Available at: http://scholarship.law.berkeley.edu/facpubs/2330
Voters in twenty-four states may propose and enact legislation without any involvement from representative branches of government. In recent decades, voters have used popular lawmaking to eliminate groups' liberty and property interests on topics such as marriage, education, public benefits, and taxes. This Article contends that these deprivations undermine principles historically associated with procedural due process, thus raising serious questions about the constitutionality of initiatives that eliminate groups' protected interests.
The Fourteenth Amendment's Due Process Clause embodies principles of fairness that include deliberation, dignity, and equality. The historical salience of these principles is evidenced in colonial charters and state constitutions, the Federalist Papers, antebellum cases interpreting state due process clauses, antebellum cases governing popular lawmaking, and legislative debates leading up to the Fourteenth Amendment's ratification. These principles should inform the doctrine's approach to defining procedural fairness.
When deprivation of liberty or property is at stake, the republican system of representative government protects these principles of fairness better than most contemporary plebiscites. Indeed, in a series of vastly understudied cases in the decade leading up to the Fourteenth Amendment's ratification, at least eight state courts expressed normative doubts about popular lawmaking. While these cases were not premised on due process clauses, these courts nonetheless invoked principles associated with due process and republicanism when questioning popular lawmaking, providing some evidence of the dominant understanding of these terms during that era.

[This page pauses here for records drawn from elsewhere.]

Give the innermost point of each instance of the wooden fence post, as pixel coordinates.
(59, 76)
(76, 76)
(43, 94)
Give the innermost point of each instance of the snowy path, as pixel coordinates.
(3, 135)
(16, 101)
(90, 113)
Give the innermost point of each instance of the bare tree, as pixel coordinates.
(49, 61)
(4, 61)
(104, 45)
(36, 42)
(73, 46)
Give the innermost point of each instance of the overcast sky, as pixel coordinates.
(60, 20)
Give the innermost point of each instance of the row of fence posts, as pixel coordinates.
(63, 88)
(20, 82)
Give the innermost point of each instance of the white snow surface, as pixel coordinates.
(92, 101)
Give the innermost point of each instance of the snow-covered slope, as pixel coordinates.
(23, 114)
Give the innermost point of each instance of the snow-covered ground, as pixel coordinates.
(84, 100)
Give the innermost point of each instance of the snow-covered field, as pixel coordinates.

What is more, the requirement of due process of law, at a minimum, prohibits deprivations of liberty or property that violate other constitutional provisions. There is an enduring debate about whether the initiative process violates the non-justiciable Republican Form Clause. This Article seeks in part to inform that debate. And if in fact, the initiative process violates the nonjusticiable Republican Form Clause, initiatives that deprive individuals of liberty or property violate the justiciable Due Process Clause.